“The night of the fight, you may feel a slight sting. That’s pride fucking with you. Fuck pride. Pride only hurts, it never helps”
After seven long weeks away off the mats with broken ribs, I was back. My enforced exile had given me plenty of time to obsess over a perceived atrophying of my ability. The art of jiu-jitsu had not come easily to me, nearly eight years of hard strife to achieve mediocrity, so the thought of any depletion in my skill level was enough to consume all my waking thoughts.

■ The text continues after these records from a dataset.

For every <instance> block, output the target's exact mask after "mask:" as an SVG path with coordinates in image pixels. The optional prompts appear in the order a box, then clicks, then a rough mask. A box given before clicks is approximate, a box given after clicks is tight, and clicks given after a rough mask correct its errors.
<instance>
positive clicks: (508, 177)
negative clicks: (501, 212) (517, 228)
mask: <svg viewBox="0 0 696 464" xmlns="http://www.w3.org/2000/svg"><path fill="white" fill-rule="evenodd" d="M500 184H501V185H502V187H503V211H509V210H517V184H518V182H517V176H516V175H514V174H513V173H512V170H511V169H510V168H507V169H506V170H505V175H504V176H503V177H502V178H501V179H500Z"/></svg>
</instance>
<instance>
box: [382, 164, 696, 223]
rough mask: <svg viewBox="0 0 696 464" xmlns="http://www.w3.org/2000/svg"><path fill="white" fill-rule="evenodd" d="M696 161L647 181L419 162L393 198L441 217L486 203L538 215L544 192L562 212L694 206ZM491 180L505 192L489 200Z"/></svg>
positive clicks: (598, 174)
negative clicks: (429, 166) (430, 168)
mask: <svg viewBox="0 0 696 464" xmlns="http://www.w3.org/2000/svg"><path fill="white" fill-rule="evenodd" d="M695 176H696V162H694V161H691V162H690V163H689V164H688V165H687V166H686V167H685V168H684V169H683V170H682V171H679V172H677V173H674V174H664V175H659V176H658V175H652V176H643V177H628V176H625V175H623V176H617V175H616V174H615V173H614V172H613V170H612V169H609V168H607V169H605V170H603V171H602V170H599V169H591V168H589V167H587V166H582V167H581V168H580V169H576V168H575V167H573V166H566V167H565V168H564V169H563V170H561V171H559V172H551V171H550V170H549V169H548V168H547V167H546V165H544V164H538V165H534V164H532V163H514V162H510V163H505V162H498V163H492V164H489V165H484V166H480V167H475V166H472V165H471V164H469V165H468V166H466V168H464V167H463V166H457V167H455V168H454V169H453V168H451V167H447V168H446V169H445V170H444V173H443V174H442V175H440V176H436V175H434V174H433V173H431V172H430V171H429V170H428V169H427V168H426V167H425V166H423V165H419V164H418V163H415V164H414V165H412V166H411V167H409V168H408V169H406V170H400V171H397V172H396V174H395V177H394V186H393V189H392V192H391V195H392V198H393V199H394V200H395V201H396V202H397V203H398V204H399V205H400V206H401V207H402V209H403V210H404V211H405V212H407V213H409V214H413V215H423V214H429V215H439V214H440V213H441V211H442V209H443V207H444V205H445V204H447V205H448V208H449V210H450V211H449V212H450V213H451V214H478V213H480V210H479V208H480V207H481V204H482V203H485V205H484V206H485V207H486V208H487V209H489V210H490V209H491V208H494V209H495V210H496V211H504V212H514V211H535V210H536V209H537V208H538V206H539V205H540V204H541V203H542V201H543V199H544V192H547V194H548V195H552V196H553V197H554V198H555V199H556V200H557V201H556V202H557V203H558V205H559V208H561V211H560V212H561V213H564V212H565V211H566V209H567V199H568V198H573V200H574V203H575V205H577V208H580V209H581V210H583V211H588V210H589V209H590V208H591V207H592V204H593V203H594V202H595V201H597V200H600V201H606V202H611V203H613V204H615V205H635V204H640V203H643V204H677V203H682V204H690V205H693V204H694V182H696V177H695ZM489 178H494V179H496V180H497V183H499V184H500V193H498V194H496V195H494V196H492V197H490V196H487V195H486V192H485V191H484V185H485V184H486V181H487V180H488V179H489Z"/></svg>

The excitement of being back at homebase after five months away in South America, and being driven fully by my ego, not wanting to actually appear worse than when I Ieft, I immediately attempted to go to war. My ribs though, were not yet up for the challenge, I discovered that I couldn’t play guard, well, I couldn’t if I wanted to sweep anyway! I couldn’t sit in anyone’s closed guard, and for some reason I kept finding myself in positions where I was being bear-hugged.
My heart sank when I realised that I would have to be that guy, everybody knows the one, after asking you to roll they mention they are hurt, and they can’t do this, and can’t do that. In the past, when I found myself in this situation, I’d felt aggrieved, secretly thinking, why didn’t you stay at home, so I could get on warring with someone else? Of course, I didn’t realise the unbelievably selfish nature of this attitude until the shoe was firmly on the other foot.
While jiu-jitsu can catapult you into a state of euphoria, that is incomparable, exceeding any chemical high, it also has the power to throw you into a pit of despair and deliver a blow to your ego akin to a hundred hand-slap in the nuts. Any talk of leaving your ego at the door is bullshit, your ego stays tied around your waist.
It is a deplorable state of affairs to leave the mats having a crisis of faith just because a training partner who you perceive as possessing an inferior skillset to your own gets the better of you. Yet, in the last few weeks it is a state that I’ve found myself in.
I definitely haven’t enjoyed this experience, but on reflection, it has been beneficial, it has been a severe ego-checker and I’ve achieved a measure of humility that had obviously been missing for a while. Nevertheless, I’ve made a few mental notes of cats that will certainly be getting it when my ribs are back to a hundred percent.